In the same article:

‘…In defense, Republicans say Democrats always want to throw money at untested technology and that the GOP-led Congress has consistently given more money to port security than what the Bush administration has proposed…’

Digby does a great job with that one: from the San Francisco Gate:

‘…For the second time in two months, a test of the national missile defense system has failed, Pentagon officials said Monday.[February 15, 2005]

Military technicians say they believe the failure of the $85 million test was caused by a problem with ground support equipment, not with the interceptor missile itself. A preliminary assessment indicated that the fault had occurred in the concrete underground silo, where a variety of sensors perform safety and environmental monitoring.

The program, by some accounts, has cost $130 billion and is scheduled to require $50 billion more over the next five years.
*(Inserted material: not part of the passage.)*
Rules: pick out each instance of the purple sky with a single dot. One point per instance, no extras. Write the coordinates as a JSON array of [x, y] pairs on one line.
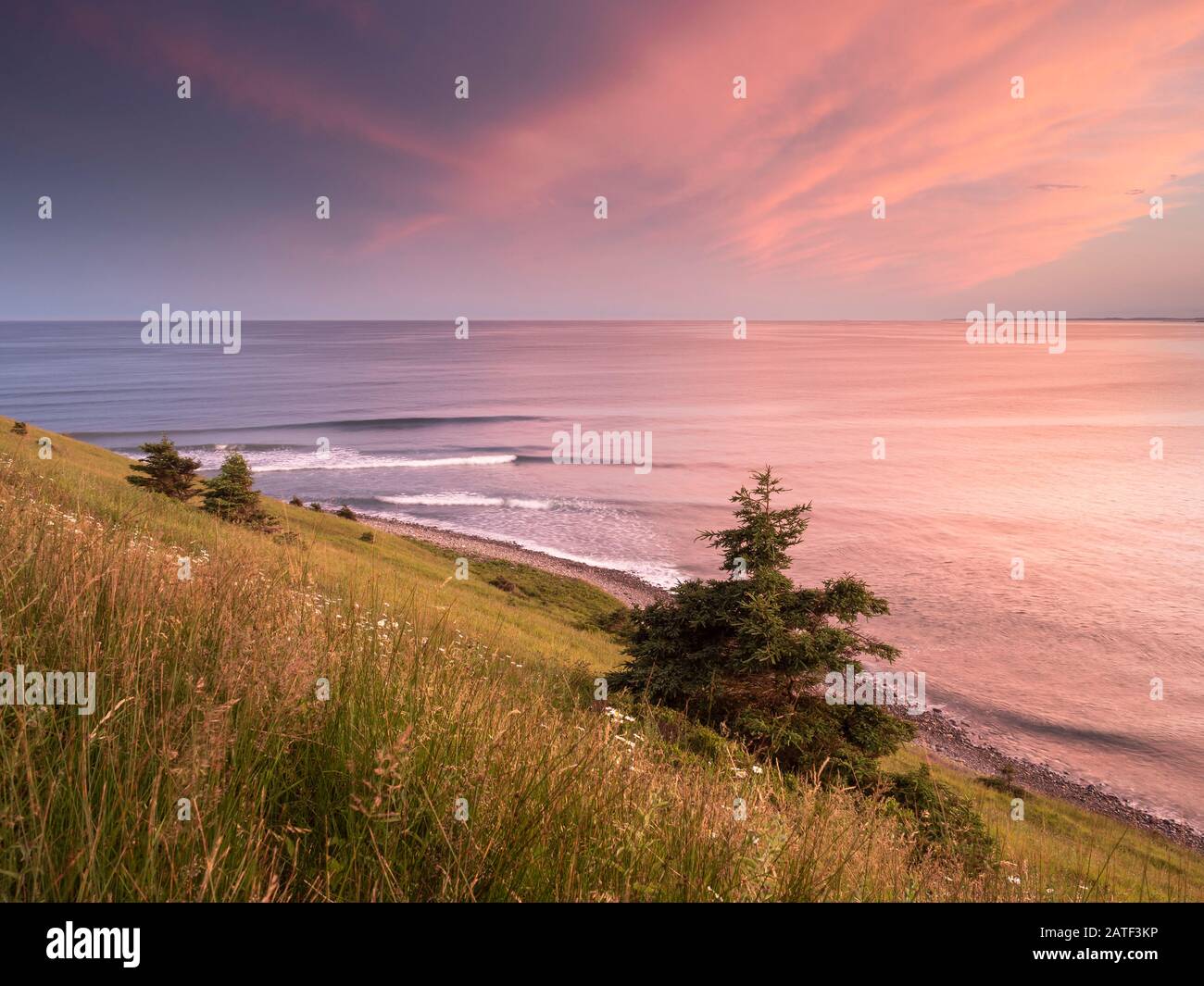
[[718, 206]]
Bush's budget request for the 2006 fiscal year cut about 10 percent from this year's funding of almost $10 billion…’

The problem is not that Democrats have no ideas, it’s that a minority party isn’t going to get the same press that the majority will, especially in a media environment more obsessed with Tom Cruise and Katie Holmes. And, so, yes, slamming a G.O.P. administration and congress as incompetent is something that we need to do. We actually need to shout it from the rooftops to get anyone to listen.

On a related note, I ran across this on the National Review’s website. Posted today in Ross Douthat’s column - it’s so fresh that you can still smell the keystrokes:

‘…It's similar, I think, to the traditional Christian attitude toward monasticism, poverty, celibacy, and so on — which wasn't that every rich man needed to sell all he had and enter a monastery, but that some did. Christ told the rich young man to give away all his possessions and follow him, but he didn't tell that to everyone he met — it was a specific mission for a specific person, or kind of person…’

That insanity is why I’ll keep shouting from the rooftops.